Thursday 9 May 2013

Rewiring The Tech Business

Tech entrepreneurs check in to Silicon Valley hoping to cash out

Angela Benton
Age 30
Company Black Web 2.0
Description A technology and new media site targeting African Americans.

Rewiring The Tech Business
Photo by Scott Council
Angela Benton, founder and CEO of Black Web Media L.L.C., which produces the popular tech blog Black Web 2.0, and creator of mobile location-based app Cued, was inspired to help start the NewMe accelerator after organizing a conference last year in which approximately 100 entrepreneurs and policymakers reviewed barriers that kept minority firms from evolving to the level of Twitter and Facebook. “Those entrepreneurs felt like they weren’t ingrained in the industry and it has hindered their success, not necessarily because of race but because of location,” says Benton, who left Charlotte, North Carolina, to join the seven other NewMe participants. “It’s hard to get in the Silicon Valley network if you’re not vetted by somebody who is already very successful.”

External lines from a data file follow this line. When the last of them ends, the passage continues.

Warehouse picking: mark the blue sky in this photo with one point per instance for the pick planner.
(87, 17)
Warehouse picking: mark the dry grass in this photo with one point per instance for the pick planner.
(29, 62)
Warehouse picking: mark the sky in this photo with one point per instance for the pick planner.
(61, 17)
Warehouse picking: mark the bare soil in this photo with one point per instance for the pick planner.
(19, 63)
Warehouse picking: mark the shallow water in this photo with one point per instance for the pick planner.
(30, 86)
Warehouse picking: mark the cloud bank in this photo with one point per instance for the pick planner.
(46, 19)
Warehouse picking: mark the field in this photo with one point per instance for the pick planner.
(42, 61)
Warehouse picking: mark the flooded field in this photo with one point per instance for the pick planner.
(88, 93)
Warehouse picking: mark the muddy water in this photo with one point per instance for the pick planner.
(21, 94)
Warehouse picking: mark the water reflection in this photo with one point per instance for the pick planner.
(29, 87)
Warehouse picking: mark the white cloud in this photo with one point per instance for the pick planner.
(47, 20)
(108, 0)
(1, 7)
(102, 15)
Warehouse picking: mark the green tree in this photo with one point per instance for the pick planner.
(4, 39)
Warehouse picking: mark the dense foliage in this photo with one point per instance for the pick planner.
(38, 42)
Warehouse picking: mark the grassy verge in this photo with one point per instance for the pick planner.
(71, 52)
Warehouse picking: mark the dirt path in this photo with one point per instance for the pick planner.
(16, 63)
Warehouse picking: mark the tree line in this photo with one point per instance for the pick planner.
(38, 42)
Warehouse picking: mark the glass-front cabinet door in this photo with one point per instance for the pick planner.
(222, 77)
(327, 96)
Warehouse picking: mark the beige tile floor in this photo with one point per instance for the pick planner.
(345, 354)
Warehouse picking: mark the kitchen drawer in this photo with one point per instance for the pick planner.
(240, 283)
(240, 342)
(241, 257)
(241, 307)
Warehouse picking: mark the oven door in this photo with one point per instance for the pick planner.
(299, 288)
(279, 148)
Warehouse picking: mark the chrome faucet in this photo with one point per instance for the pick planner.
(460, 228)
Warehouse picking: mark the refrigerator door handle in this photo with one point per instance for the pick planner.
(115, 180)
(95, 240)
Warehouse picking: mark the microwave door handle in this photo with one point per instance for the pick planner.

Most creators of new media startups launch enterprises upon graduating from top-rated computer science or software engineering programs and after receiving additional training as employees of large, established companies. African Americans earn only 4.7% of all engineering bachelor’s degrees and remain vastly underrepresented in employee pools at leading tech companies. Blacks averaged just 2.5% of employees and 2.0% of officials/managers at the top 10 tech companies in Silicon Valley, according to Department of Labor data from 2005 obtained by Silicon Valley’s Mercury News through a Freedom of Information Act request. However, five companies—Google, Apple, Yahoo, Oracle and Applied Materials—convinced federal regulators to withhold gender and race data, stating that it would hurt their competitive advantage. The Black Economic Council, along with the Latino Business Chamber of Greater Los Angeles and the National Asian American Coalition, sponsored several protests this year against Apple and Google and have, among other things, requested that the Department of Labor release the withheld data and that the Obama Administration deny temporary foreign worker visas for any company with less than 5% black employees.

Such stats aren’t surprising but should be considering African Americans are among top consumers of tech products and adopters of social media. Smith admits that “we’re not producing meaningful numbers of professionals from our communities with the requisite skills nor access to the hiring ecosystems that would enable employment at innovative technology leaders such as Google, Facebook, Zynga, etc., and then take their turn at being entrepreneurs.” He adds, “More generally, we are not creating a culture of entrepreneurship in high-growth technology sectors.”

That’s why NewMe is so groundbreaking. It offers a select group of entrepreneurs access unavailable to most aspiring African American tech founders: total immersion in Silicon Valley’s culture and mentorship from the digital elite. NewMe provides living expenses for all eight participants; Benton and partner Wayne Sutton, founder of SocialWayne.com and an expert on location-based business development, decided participants would reap greater benefits by sharing quarters in a house located in Mountain View, California, just minutes from Google, one of NewMe’s sponsors. Google’s corporate headquarters served as the venue for the NewMe welcome reception in June, and top management has enlisted software developers to provide time, instruction, and mentorship to program participants.